If you prefer sole or primary control over your business and its operations, a sole proprietorship or an LLC could be the right fit. You can also negotiate similar control in a partnership agreement.

A corporation is designed to have a board of directors responsible for making major decisions that steer the company. While initially, a single person can control a corporation, as it expands, there’s a growing need to operate it as a board-directed entity. Even for a small corporation, rules typically applied to larger organizations, like keeping records of every significant decision impacting the company, still hold.

Capital Investment

If you need to obtain outside funding from an investor, venture capitalist, or bank, you may be better off establishing a corporation. Corporations have an easier time obtaining outside funding than sole proprietorships.

Corporations can sell shares of stock and secure additional funding for growth, while sole proprietors can obtain funds only through their personal accounts, using their personal credit or taking on partners. An LLC can face similar struggles, although, as its own entity, it’s not always necessary for the owner to use their personal credit or assets.

Licenses, Permits, and Regulations

Besides legally registering your business entity, you might need specific licenses and permits to operate.
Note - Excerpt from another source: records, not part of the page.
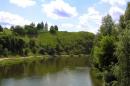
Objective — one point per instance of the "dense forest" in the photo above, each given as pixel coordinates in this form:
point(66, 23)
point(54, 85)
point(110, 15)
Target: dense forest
point(109, 49)
point(41, 40)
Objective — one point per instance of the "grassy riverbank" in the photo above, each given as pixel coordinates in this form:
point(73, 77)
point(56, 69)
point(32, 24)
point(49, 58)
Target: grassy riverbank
point(17, 66)
point(96, 77)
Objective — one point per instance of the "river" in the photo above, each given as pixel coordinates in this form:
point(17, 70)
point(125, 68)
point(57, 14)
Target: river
point(67, 77)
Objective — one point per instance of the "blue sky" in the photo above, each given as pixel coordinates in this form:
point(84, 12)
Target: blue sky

Depending on your business type and activities, you might require licensing at the local, state, and federal levels.

“States have different requirements for various business structures,” Friedman explained. “Depending on your location, there might be distinct requirements at the municipal level too. When selecting your structure, consider the state and industry you’re in. It’s not a ‘one size fits all’ scenario, and businesses may not be aware of what applies to them.

The structures discussed here are applicable only to for-profit businesses. If after your research you’re still uncertain about which business structure suits you best, Friedman suggests consulting with a business law specialist.